Anualmente. Todas as pessoas que têm vida sexual ativa necessitam fazer um rastreio com um teste do HIV. Não existe cara, hoje em dia aquela imagem que a gente tinha das pessoas com HIV, de antigamente, ela não existe mais. As pessoas podem estar convivendo com você no seu trabalho. Todo ano temos que pesquisar.
O SUS oferece o tratamento que uma pessoa com HIV precisa?
Totalmente. O SUS fornece toda a medicação, todo apoio, toda uma rede, que inclusive é exaltada no mundo inteiro, o avanço no tratamento que a gente. Por exemplo, essa PrEP, na América Latina só o Brasil que fornece de forma gratuita. Então, todo acesso à medicação, ao tratamento é gratuito.
A campanha deste ano de 2022 tem o tema “Equidade já”. O senhor acredita que a desigualdade social é um dos principais obstáculos para erradicação?
Com certeza. A população pobre, negra e marginalizada ainda não tem acesso às formas de prevenção, de tratamento e quando falamos de equidade também, precisamos de incentivar as periferias, as regiões mais distantes, para que tenham tanto o acesso à testagem eficaz e rápida, quanto acesso a essas novas tecnologias que estamos tendo, tanto de diagnóstico, tratamento e prevenção. É uma coisa que precisamos avançar muito, aumentar a capilaridade dessa rede.

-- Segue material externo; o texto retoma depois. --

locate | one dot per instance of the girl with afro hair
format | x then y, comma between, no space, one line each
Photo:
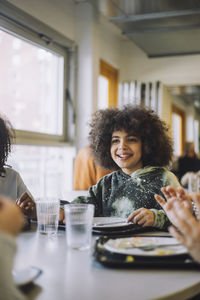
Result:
11,183
133,141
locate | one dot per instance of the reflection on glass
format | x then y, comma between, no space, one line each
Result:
47,171
31,85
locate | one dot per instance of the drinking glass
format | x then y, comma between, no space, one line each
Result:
79,219
48,215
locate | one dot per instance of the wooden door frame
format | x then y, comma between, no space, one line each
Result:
111,74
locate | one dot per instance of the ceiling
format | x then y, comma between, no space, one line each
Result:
160,28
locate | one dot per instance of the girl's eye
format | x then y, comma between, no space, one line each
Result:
114,141
132,139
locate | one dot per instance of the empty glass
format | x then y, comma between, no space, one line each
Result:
79,220
48,215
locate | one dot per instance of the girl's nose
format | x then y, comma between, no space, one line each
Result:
122,144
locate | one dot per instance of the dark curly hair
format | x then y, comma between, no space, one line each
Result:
6,136
142,122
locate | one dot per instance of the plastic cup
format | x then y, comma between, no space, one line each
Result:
79,220
48,215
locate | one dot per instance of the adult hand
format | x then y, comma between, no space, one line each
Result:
27,205
11,218
142,216
187,228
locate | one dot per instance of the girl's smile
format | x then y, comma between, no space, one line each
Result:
126,151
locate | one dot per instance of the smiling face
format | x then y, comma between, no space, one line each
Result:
126,151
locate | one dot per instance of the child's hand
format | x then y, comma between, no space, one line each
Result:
11,219
27,205
142,216
170,193
61,216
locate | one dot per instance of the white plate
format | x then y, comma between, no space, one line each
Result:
25,276
131,246
109,222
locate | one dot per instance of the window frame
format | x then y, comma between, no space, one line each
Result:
15,21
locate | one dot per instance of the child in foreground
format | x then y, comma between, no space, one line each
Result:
134,142
11,183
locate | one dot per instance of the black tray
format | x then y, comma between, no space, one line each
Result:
117,260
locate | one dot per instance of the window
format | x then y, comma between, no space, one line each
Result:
32,85
34,77
107,86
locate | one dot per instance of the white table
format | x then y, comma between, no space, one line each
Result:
74,275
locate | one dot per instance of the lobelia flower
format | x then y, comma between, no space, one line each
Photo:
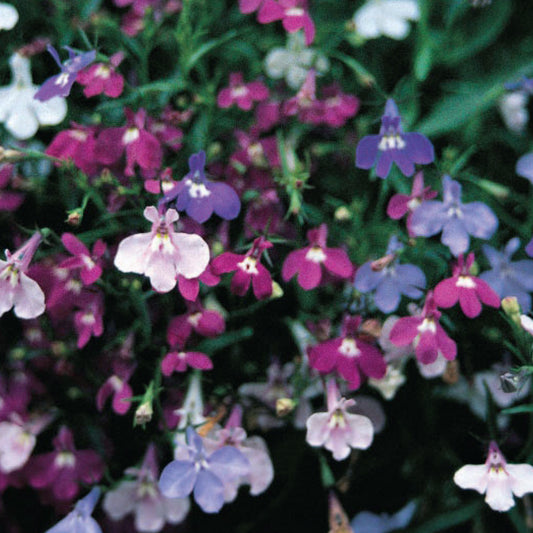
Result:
497,479
469,290
456,220
240,93
103,78
348,355
200,197
338,430
142,497
8,16
310,261
424,331
19,111
389,279
508,278
140,146
17,290
162,254
61,84
400,204
202,473
392,145
89,264
62,470
247,270
386,17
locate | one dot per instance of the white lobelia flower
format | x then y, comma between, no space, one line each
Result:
19,112
294,62
8,16
385,17
497,479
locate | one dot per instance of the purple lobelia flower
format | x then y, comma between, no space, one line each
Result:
202,473
456,220
508,278
60,84
199,197
389,280
392,145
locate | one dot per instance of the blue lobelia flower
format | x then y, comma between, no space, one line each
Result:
389,280
203,473
456,220
392,145
199,197
60,84
509,278
79,520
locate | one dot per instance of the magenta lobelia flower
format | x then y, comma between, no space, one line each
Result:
142,497
497,479
424,331
242,94
338,430
17,290
102,78
247,270
392,145
60,84
469,290
348,355
89,264
62,470
162,254
400,204
309,262
141,147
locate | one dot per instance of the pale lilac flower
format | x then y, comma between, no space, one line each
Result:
338,430
202,473
392,145
497,479
19,111
386,17
79,520
141,497
456,220
17,290
389,280
60,84
162,254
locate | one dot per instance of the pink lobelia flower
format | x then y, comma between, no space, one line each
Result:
163,254
141,147
102,78
425,332
468,290
338,430
90,264
400,204
292,13
247,270
62,470
16,288
242,94
309,261
349,355
497,479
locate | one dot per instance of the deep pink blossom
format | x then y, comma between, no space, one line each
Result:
424,331
247,270
103,78
348,355
469,290
309,262
242,94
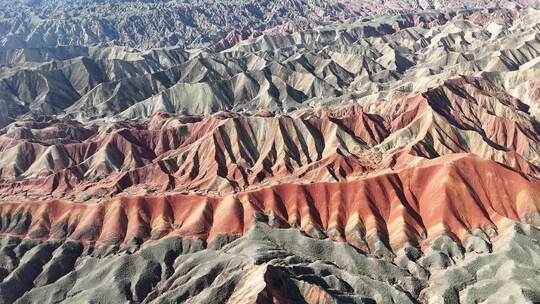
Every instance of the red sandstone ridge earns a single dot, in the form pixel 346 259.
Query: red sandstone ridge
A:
pixel 450 195
pixel 230 152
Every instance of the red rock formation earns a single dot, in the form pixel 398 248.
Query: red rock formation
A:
pixel 450 195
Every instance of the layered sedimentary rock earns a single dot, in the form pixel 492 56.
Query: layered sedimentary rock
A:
pixel 390 159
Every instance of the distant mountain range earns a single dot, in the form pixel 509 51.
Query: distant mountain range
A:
pixel 269 152
pixel 147 24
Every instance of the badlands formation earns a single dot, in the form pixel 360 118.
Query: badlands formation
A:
pixel 389 158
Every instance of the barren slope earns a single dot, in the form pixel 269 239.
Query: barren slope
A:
pixel 389 159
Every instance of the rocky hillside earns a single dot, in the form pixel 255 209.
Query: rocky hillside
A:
pixel 273 152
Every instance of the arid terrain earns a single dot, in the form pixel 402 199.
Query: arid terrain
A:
pixel 270 152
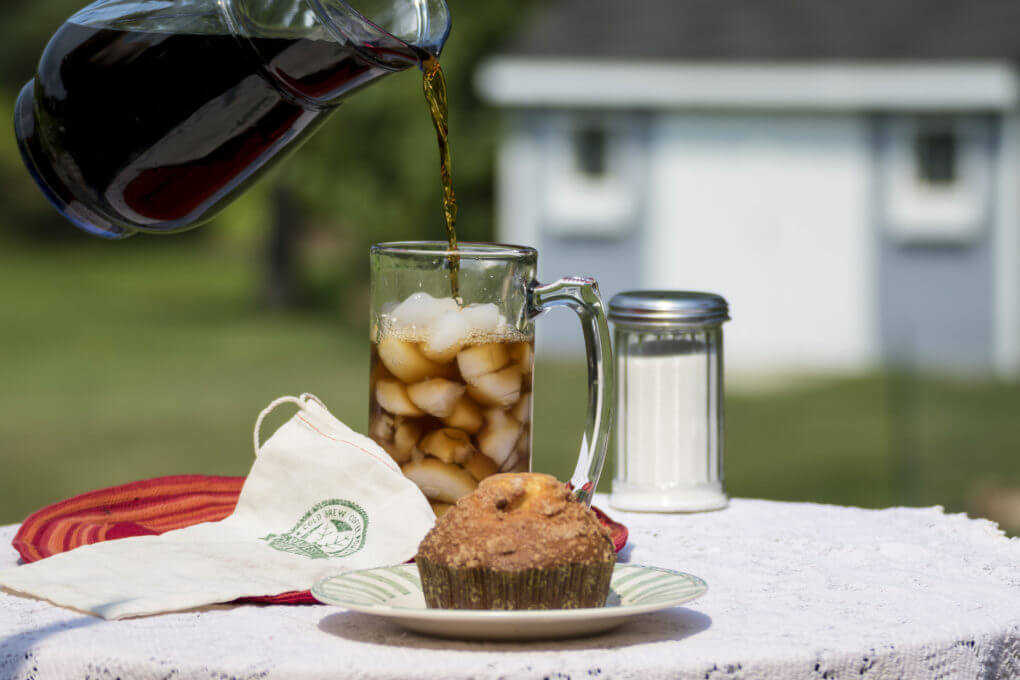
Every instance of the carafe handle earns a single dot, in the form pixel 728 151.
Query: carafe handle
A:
pixel 581 295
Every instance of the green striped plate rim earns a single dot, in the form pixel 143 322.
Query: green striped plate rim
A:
pixel 634 587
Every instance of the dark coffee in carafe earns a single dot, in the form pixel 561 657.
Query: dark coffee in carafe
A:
pixel 152 116
pixel 160 128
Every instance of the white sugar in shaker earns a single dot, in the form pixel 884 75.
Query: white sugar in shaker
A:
pixel 669 434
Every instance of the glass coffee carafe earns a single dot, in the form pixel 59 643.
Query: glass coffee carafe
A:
pixel 452 377
pixel 151 115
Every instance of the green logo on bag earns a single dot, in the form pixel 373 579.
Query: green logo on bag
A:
pixel 330 529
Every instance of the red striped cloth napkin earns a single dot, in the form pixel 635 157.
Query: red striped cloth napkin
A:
pixel 152 507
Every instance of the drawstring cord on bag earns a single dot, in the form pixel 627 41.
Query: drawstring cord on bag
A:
pixel 299 401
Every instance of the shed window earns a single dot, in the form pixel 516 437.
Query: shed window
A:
pixel 590 150
pixel 936 156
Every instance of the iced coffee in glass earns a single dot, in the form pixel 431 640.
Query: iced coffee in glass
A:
pixel 453 363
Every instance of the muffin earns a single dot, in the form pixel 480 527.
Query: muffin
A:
pixel 518 541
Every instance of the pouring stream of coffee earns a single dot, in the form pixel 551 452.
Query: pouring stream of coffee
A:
pixel 436 97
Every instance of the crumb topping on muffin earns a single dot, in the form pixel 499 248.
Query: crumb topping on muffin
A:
pixel 518 521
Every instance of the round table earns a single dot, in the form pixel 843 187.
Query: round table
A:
pixel 796 590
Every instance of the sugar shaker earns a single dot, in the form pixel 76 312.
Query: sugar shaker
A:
pixel 669 401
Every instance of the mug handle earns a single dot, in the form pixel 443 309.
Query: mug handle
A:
pixel 581 295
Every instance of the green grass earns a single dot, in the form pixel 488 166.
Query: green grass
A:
pixel 119 362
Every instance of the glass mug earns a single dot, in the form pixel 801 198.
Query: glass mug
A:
pixel 451 378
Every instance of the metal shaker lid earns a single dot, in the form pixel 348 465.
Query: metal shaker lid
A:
pixel 664 309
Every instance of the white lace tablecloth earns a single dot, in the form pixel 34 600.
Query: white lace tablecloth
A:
pixel 796 590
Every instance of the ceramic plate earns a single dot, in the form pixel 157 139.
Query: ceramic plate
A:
pixel 395 593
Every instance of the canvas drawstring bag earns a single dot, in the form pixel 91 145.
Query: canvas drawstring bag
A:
pixel 319 499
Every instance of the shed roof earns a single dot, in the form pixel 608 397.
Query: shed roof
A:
pixel 773 30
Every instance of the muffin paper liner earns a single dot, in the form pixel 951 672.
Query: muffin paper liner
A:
pixel 567 586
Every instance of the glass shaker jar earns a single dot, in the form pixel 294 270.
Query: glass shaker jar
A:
pixel 669 408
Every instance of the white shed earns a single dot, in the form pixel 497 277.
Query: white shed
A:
pixel 846 173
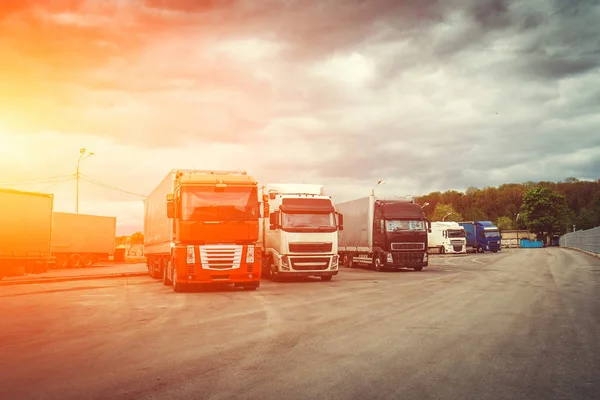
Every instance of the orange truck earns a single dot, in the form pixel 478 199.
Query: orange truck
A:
pixel 201 227
pixel 81 240
pixel 25 232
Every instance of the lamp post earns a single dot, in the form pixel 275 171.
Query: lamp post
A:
pixel 82 156
pixel 379 182
pixel 517 226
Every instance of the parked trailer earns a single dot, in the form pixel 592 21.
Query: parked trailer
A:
pixel 383 234
pixel 447 237
pixel 202 227
pixel 300 235
pixel 25 232
pixel 81 240
pixel 482 236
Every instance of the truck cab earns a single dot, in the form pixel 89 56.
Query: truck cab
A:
pixel 447 237
pixel 482 236
pixel 299 232
pixel 208 231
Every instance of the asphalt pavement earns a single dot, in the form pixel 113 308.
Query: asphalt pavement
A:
pixel 519 324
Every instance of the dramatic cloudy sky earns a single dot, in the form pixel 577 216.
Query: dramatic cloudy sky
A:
pixel 428 95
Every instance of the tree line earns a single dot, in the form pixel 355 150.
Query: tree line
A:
pixel 544 208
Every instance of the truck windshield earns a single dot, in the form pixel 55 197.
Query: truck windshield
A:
pixel 492 233
pixel 395 225
pixel 206 203
pixel 455 233
pixel 308 222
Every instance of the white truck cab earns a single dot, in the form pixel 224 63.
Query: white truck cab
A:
pixel 447 237
pixel 299 233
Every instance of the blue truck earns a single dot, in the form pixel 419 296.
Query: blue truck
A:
pixel 482 236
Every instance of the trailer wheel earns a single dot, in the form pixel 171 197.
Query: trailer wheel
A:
pixel 62 261
pixel 166 268
pixel 350 261
pixel 376 262
pixel 87 260
pixel 274 274
pixel 177 287
pixel 75 261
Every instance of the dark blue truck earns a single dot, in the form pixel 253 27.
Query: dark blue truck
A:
pixel 482 236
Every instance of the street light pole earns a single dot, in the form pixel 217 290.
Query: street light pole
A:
pixel 82 156
pixel 379 182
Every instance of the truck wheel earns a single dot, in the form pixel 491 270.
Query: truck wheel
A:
pixel 177 287
pixel 166 268
pixel 350 263
pixel 87 260
pixel 274 274
pixel 252 286
pixel 377 263
pixel 75 261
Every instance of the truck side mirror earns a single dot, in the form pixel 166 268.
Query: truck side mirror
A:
pixel 170 209
pixel 274 220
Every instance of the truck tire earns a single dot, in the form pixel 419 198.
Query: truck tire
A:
pixel 350 263
pixel 252 286
pixel 377 263
pixel 177 287
pixel 166 268
pixel 273 273
pixel 87 260
pixel 75 261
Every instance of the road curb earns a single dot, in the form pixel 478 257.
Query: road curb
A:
pixel 72 278
pixel 583 251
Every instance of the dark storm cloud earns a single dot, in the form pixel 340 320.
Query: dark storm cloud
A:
pixel 442 94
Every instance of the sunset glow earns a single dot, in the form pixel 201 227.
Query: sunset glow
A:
pixel 149 87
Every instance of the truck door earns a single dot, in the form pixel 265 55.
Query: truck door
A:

Nas décadas de 80 e 90 muito se falava em HIV. Hoje o assunto não é muito visto de forma ampla. Faltam mais campanhas?
Não temos tido campanhas eficazes em relação a isso. Como é uma medida comportamental, as ações que precisamos ter são muito comportamentais, como uso do preservativo, que previne contra várias outras doenças; então, precisamos voltar a focar nisso. O ser humano tem uma tendência de ir esquecendo, isso vai decaindo e precisamos sempre voltar com essa lembrança de que precisamos cuidar da nossa saúde sexual, diminuir o estigma, acolher essas pessoas que estão com diagnóstico, porque elas ficam envergonhadas, negam tratamento, justamente por causa do preconceito que a sociedade tem com a doença e que não existe nenhuma justificativa para isso. O objetivo do tratamento é controlar a carga viral do paciente, esse controle deixa esse paciente indetectável, essa indetecção, não consigo detectar o vírus no sangue, me permite falar que esse paciente é intransmissível. Então, quando consigo tornar esse paciente indetectável, ele para a transmissão também para outras pessoas e pode realizar atividade sexual sem nenhuma alteração. Temos uma meta de diagnosticar 90%, prevenir 90% e tratar 90% também desses pacientes nos próximos anos, para diminuir a cascata de transmissão da doença.